BlackRock’s spot Bitcoin ETF, iShares Bitcoin Trust (IBIT), is pulling further ahead on trading volume in the US market, according to The Block.
The outlet reports IBIT holds a 73.7% market share of spot Bitcoin ETF trading volume. That level of concentration matters because it shapes where liquidity sits when capital rotates, and it narrows how much “choice” the rest of the ETF lineup has to compete on day-to-day activity.
The Block also frames the moment around a sector-wide milestone. US spot Bitcoin ETFs are set to hit $2 trillion in cumulative trading volume. This is a volume metric, not net inflows. It can rise even while some funds see outflows, and it can fall even when demand is strong, if market participants churn less.
What volume leadership signals, and what it doesn’t
A 73.7% share tells you where most of the flow is going. In practical terms, larger volume typically means tighter spreads and deeper order books for that fund, especially when broader markets get active.

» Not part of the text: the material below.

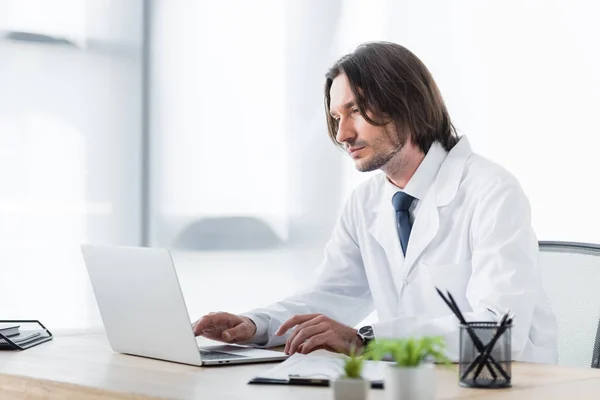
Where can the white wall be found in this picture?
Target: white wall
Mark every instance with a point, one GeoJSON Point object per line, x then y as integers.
{"type": "Point", "coordinates": [70, 152]}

But high trading volume does not automatically mean higher investor net contributions. It can reflect trading behavior, hedging, and rebalancing.

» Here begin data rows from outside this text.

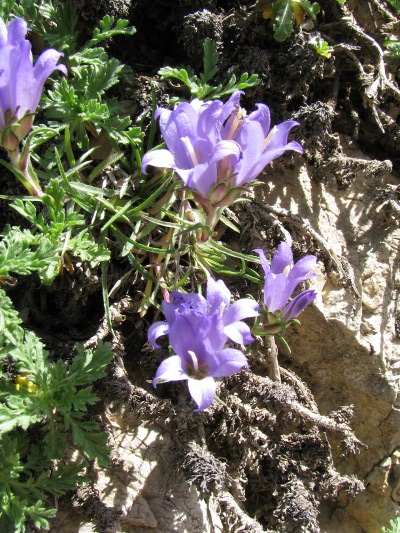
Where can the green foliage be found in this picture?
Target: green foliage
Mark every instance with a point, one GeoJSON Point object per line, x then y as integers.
{"type": "Point", "coordinates": [79, 100]}
{"type": "Point", "coordinates": [198, 85]}
{"type": "Point", "coordinates": [53, 397]}
{"type": "Point", "coordinates": [55, 232]}
{"type": "Point", "coordinates": [322, 47]}
{"type": "Point", "coordinates": [55, 393]}
{"type": "Point", "coordinates": [284, 13]}
{"type": "Point", "coordinates": [394, 526]}
{"type": "Point", "coordinates": [11, 332]}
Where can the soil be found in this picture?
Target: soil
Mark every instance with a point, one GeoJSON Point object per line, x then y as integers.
{"type": "Point", "coordinates": [256, 455]}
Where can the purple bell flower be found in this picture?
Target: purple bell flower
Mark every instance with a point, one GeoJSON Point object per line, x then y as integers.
{"type": "Point", "coordinates": [217, 149]}
{"type": "Point", "coordinates": [281, 279]}
{"type": "Point", "coordinates": [198, 329]}
{"type": "Point", "coordinates": [21, 82]}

That distinction matters because The Block’s headline also points to “mounting outflows.” If outflows are increasing while cumulative ETF trading volume keeps climbing toward $2 trillion, the market may be processing more two-way activity than one-way demand.
Why the ETF lineup’s power keeps clustering
When one issuer commands nearly three quarters of spot Bitcoin ETF trading volume, the competitive center of gravity shifts. Other funds may still function, but their operational leverage over liquidity and investor attention declines when most activity routes through a single vehicle.
For readers tracking adoption and sentiment, the useful question becomes not just whether the market is active, but who is absorbing that activity. The Block’s data point puts IBIT in the driver’s seat for that specific measure.
The $2T milestone is a checkpoint, not a verdict
Cumulative trading volume approaching $2 trillion is a sign of scale. It also signals that US spot Bitcoin ETFs have become embedded enough for institutional plumbing to treat them as a routine channel.
Still, the headline’s emphasis on outflows is the reminder. Trading volume can hit big numbers while risk transfer flows in the opposite direction. In this market, “interest” and “net accumulation” are not the same thing.
for ETF watchers: track both sides of the ledger. The Block’s IBIT share figure tells you where volume concentrates. The outflow reference tells you that investor behavior may not be uniformly bullish. Both can be true in the same week.